Certaines séquences semblent amusantes, comme cet extrait fameux où le chanteur Iggy Pop entame un sensuel strip-tease face à un Yves Mourousi parfaitement décontenancé, sur TF1 en 1977. Il ne s’agit pas explicitement d’une représentation que l’on pourrait qualifier aujourd’hui de queer. Mais il y a bien là un présentateur de télévision qui cache son homosexualité, et une star du rock qui s’amuse à brouiller les frontières de l’attirance sexuelle. Dans d’autres scènes choisies par Lifshitz, on ne sait pas si ce qu’on voit est comique ou choquant. Ainsi en est-il de ce sketch où les personnages homosexuels sont représentés de manière outrageusement stéréotypée, efféminée. Les acteurs sont bons, mais est-ce encore drôle ? Plus tard, le film nous met face à un concert filmé de Jacques Brel, dans les années 1960. L’auteur-compositeur y interprète Les Bonbons 67, surjouant des gestes précieux, singeant l’homosexualité selon les codes de « la folle », sur les paroles « J’défile criant : paix au Vietnam / Parce qu’enfin, enfin, j’ai des opinions ». La violence de cette représentation moqueuse, qui aujourd’hui serait parfaitement intolérable, est d’autant plus forte qu’elle est portée par Brel, immense auteur de la chanson francophone, artiste au grand cœur et au génie incontestés. Brel était-il homophobe ? Ou plutôt, est-ce le système télévisuel dans son ensemble, adoubant ce type de séquences, qui légitimait et normalisait l’homophobie ? 

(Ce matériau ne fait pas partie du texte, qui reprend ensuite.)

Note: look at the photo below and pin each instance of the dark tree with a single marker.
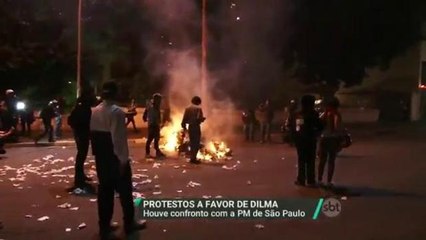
(334, 41)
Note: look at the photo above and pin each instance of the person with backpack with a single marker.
(330, 140)
(192, 119)
(79, 121)
(108, 136)
(130, 115)
(46, 115)
(6, 125)
(152, 115)
(307, 129)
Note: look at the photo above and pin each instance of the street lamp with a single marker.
(79, 48)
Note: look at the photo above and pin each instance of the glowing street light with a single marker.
(79, 48)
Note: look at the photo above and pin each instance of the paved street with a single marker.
(383, 173)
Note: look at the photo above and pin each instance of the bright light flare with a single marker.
(20, 106)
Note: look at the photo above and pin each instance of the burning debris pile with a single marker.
(175, 139)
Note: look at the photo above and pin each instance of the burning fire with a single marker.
(174, 139)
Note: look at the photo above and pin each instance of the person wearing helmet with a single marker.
(11, 101)
(108, 136)
(330, 140)
(6, 125)
(192, 119)
(290, 121)
(46, 115)
(307, 128)
(152, 115)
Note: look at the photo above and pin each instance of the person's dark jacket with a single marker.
(249, 117)
(47, 113)
(6, 120)
(79, 118)
(307, 125)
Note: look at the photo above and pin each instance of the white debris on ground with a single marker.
(42, 219)
(82, 225)
(259, 226)
(64, 205)
(156, 165)
(233, 167)
(193, 184)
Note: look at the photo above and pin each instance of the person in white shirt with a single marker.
(110, 148)
(192, 119)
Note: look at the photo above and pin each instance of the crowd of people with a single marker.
(103, 126)
(314, 134)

Garçons Sensibles de Sébastien Lifshitz. Copyright INA et Rencontres d’Arles.

Fendre l’armure

Le terme « homosexuel » n’est jamais prononcé dans le PAF avant le début des années 1970, à l’occasion d’une émission dédiée au sujet. Avant, il est abordé au travers d’une série de codes et de sous-entendus, qui ne trompent personne. Après tout, rien dans les paroles des Bonbons 67 n’évoque l’homosexualité. Omniprésente dans la moquerie mais pourtant taboue, telle est sa place à la télévision française dans ces années-là. L’homosexualité masculine est à l’époque de l’ORTF, et juste après, une sorte de fantasme et les stéréotypes médiatiques sont autant de ruses pour tenter de la dénoncer, car elle apparaît non conforme à l’idée socialement construite du masculin. En cela, le film de Lisfshitz entre en résonnance avec le reste de l’exposition « Masculinités ». À travers des œuvres d’artistes variés, cet accrochage interroge les codes du masculin : tous les clichés de « l’homme » y sont explorés, du sportif américain au cow-boy, du soldat au pater familias, du bodybuilder au poète maudit en passant par la petite frappe. Des clichés détournés, poussés à l’extrême ou questionnés, montrant aussi que parfois ces clichés virils ne sont que des armures pour se protéger d’une fragilité dont on a honte. Contre cette honte, se construit toute une imagerie de héros transpirants ou violents à l’aune de cet autre sommet de la représentation viriliste, l’officier SS, présenté dans l’exposition au travers d’une grande fresque murale façon trombinoscope, où se côtoient les grands personnages nazis du cinéma hollywoodien, tous interprétés par des acteurs célèbres. Si la télévision a colporté une certaine idée de la sensibilité chez des garçons « pas comme il faut », le cinéma a porté aux nues celle du masculin dans toute sa sauvagerie, modèle héroïque de « méchant ». Mais l’image virile est un fantasme parfaitement factice. À travers ce film et cette exposition, ces clichés sont mis à nus, et leur aura disparaît. Ils se révèlent dans toute leur nudité de stéréotype, ludiques, risibles et désuets.